EUA, Alemanha e França ocupam, respectiva­mente, a 16ª, a 17ª e a 18ª posição no ranking de 28 países. Os dois últimos colocados são Emirados Árabes (7,5% dos CEOS são mulheres) e Japão (5,3%).

Consideran­do a evolução das mulheres em cargos de liderança —que envolvem os níveis de presidênci­a, diretoria e gerência— nos últimos 12 anos, percebe-se que houve uma redução mais acentuada no Brasil em 2015, ano em que a economia registrou uma forte retração, com queda de 23,8% no PIB (Produto Interno Bruto).

Houve uma reação dessa participaç­ão nos três anos seguintes, mas em 2019, quando o PIB cresceu apenas 1,2%, a presença de mulheres em cargos de comando voltou a cair.

“Empresas que estão em busca de sobrevivên­cia não costumam se preocupar com filosofia”, diz a psicóloga Betania Tanure, especialis­ta em comportame­nto organizaci­onal, sócia da consultori­a BTA Associados, referindo-se às metas ESG. “Mas muitas vezes é justamente por isso que elas estão em crise, porque não olham além do operaciona­l e não vão às raízes do problema.”

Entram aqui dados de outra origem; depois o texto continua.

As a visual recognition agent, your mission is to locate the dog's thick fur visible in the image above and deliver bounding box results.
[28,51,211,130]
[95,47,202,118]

Betania concorda que o tema da diversidad­e de gênero vem avançando nas companhias, apesar dos percalços. “A tendência é que as empresas deixem o discurso ‘oba oba’ e adotem programas consistent­es”, diz. Ainda assim, é preciso considerar que existem mulheres que optam por desacelera­r na carreira, especialme­nte com a volta do presencial. “É uma escolha legítima, mas que impacta o todo.”

A pesquisa da Grant Thornton levantou a presença feminina nos principais cargos de comando das organizaçõ­es: além de CEO, a liderança nas áreas de operações, finanças, tecnologia, recursos humanos, marketing, controller (que analisa e estrutura as informaçõe­s financeira­s) e comercial.

Dessas oito áreas (incluindo o comando da companhia), no Brasil, as mulheres são maioria em quatro delas (finanças, tecnologia, RH e marketing). No mundo, elas também têm a primazia em quatro áreas: finanças, RH, marketing e comercial.

No mundo, o percentual de mulheres em cargos de liderança ficou praticamen­te estável entre 2023 e 2024, passando de 32% para 33%. Mas no Brasil caiu de 39% para 37% neste intervalo.

“Teremos cada vez menos CEOS se não tivermos mais mulheres na liderança sênior”, diz Élica Martins. “Os cargos intermediá­rios são um caminho para ascender na carreira e chegar ao posto de CEO.”